Alors que quelques centaines de policiers occupaient la place, les gendarmes brimaient les jeunes, retenus aux barrages filtrants, qui essayaient de s'y rendre pour manifester contre Alliance. La préfecture a également utilisé l'état d'urgence pour interdire une contre-manifestation organisée par le collectif Urgence, notre police assassine (UNPA), prétextant des « risques importants de troubles graves à l'ordre public ». 

Lundi, la préfecture a également interdit à 18 militants du collectif Anti-fasciste de participer à des manifestations cette semaine contre la loi travail. La préfecture n'accusait pas ces militants, qui n'ont pas été interpellés lors des manifestations, de violences contre la police, mais les a néanmoins interdits « de séjour » lors de manifestations, citant les pouvoirs spéciaux de l'Etat sous l'état d'urgence. Ceci suivait l'arrestation « préventive » de dizaines de manifestants par le PS. 

La députée FN Marion Maréchal-Le Pen, nièce de la dirigeante du parti Marine Le Pen, ainsi qu'un des principaux avocats du FN, Gilbert Collard, se sont rendus sur la place. Ils ont refusé de répondre aux questions des journalistes, sous prétexte qu'ils ne voulaient « pas faire de comm' ». Toutefois, Marine Le Pen a publié un communiqué qui apportait son soutien à la manifestation et revendiquait les pleins pouvoirs pour les forces de l'ordre. 

Intitulé « Le Front national soutient les policiers », le communiqué déclare : « En finir avec l’impunité dont bénéficient de trop nombreux délinquants pour appliquer la tolérance zéro, renforcer les effectifs et moyens de nos forces de l’ordre, mettre en place la présomption de légitime défense pour les policiers ; tel est le projet du Front National pour soutenir notre police et, à travers elle, restaurer l’autorité de la République ». 

Plusieurs dirigeants ou alliés de Les Républicains (LR) ou du Front de gauche se sont affichés aux côtés des néo-fascistes Place de la République, dont Eric Ciotti et Geoffroy Didier (LR), le souverainiste Nicolas Dupont-Aignan, ainsi qu'Eric Coquerel, conseiller régional du Parti de gauche fondé par Jean-Luc Mélenchon. 

Des manifestations d'Alliance se sont produites dans des dizaines d'autres villes de France, dont Lyon, Nice, Strasbourg, Mulhouse, Lille, Calais, Rennes, Montpellier, et Caen. 

Le gouvernement PS y a réagi en applaudissant toutes les forces de l'ordre. Le président François Hollande a entamé le conseil des ministres hier en déclarant qu'il apportait « un message clair de soutien à l'ensemble des forces de police dans un contexte difficile ». 

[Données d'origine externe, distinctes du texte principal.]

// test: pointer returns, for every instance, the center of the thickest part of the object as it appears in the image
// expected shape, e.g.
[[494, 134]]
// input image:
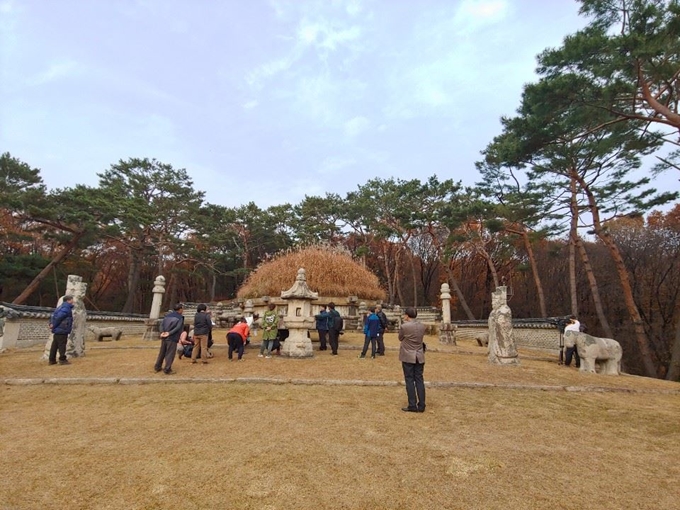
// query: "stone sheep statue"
[[101, 333], [482, 339], [590, 349]]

Quant à Manuel Valls, le premier ministre et ancien ministre de l'Intérieur, il a laissé entendre par une déclaration sur Twitter que toute confrontation avec les forces de l'ordre équivalait à une déclaration de guerre contre la France : « Policiers et gendarmes protègent chaque jour citoyens et institutions. S'en prendre à eux, c'est s’attaquer à nous tous ». 

La manifestation néo-fasciste avait au préalable reçu par la voix de son président Philippe Martinez le soutien de la CGT, proche du Parti communiste français stalinien qui est à présent la plus grande composante du Front de gauche. Invité à dire s'il condamnait les violences contre les forces de l'ordre et si la CGT rejoindrait la manifestation contre la « haine anti-flics », Martinez a répondu affirmativement. 

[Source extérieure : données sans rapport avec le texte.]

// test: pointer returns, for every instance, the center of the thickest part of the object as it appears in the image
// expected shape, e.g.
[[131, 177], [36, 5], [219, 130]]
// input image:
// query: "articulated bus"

« Bien sûr que oui, nous condamnons toutes les violences ... [y compris celles] de la part de ceux qu'on appelle les casseurs, qui sont très peu nombreux mais qui font beaucoup de dégâts », a-t-il dit. « C'est pour cela que la CGT-Police manifestera aussi mercredi », a-t-il ajouté. 

Ces réactions du PS et de la CGT face aux manifestations d'Alliance sont un avertissement sérieux adressé aux travailleurs et aux jeunes en France et à travers le monde, qui donne raison à l'opposition sans relâche du WSWS envers les groupes de pseudo gauche dans la périphérie du PS. 

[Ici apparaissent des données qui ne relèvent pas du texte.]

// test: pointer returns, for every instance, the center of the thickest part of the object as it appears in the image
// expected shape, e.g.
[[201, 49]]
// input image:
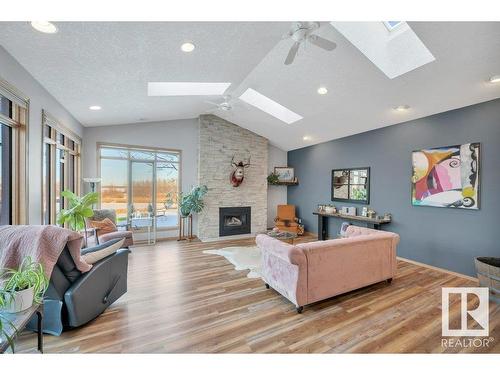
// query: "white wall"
[[275, 194], [12, 72], [178, 134]]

Huit ans de crise capitaliste et d'austérité profonde depuis 2008 ont non seulement transformé la société européenne et appauvri les masses de travailleurs et de jeunes, mais dynamité les formations politiques existantes. A travers l'Europe, les partis social-démocrates et leurs alliés politiques et syndicaux sont discrédités et honnis par les masses. Les rouages du « dialogue social », manipulés pendant des décennies par le patronat et les bureaucraties syndicales afin de créer un simulacre de consensus en faveur des réformes voulues par la classe dirigeante, tournent à vide. 

L'opposition de la classe ouvrière contre l'austérité, la guerre, et les mesures sécuritaires antidémocratiques est claire. Toutefois, la classe ouvrière fait face à une difficulté centrale : elle entre en lutte dans l'absence totale de représentation politique et de direction révolutionnaire. Les partis qui pendant des décennies ont dominé ce qui se faisait passer pour la « gauche » se révèlent tous profondément hostiles aux travailleurs. 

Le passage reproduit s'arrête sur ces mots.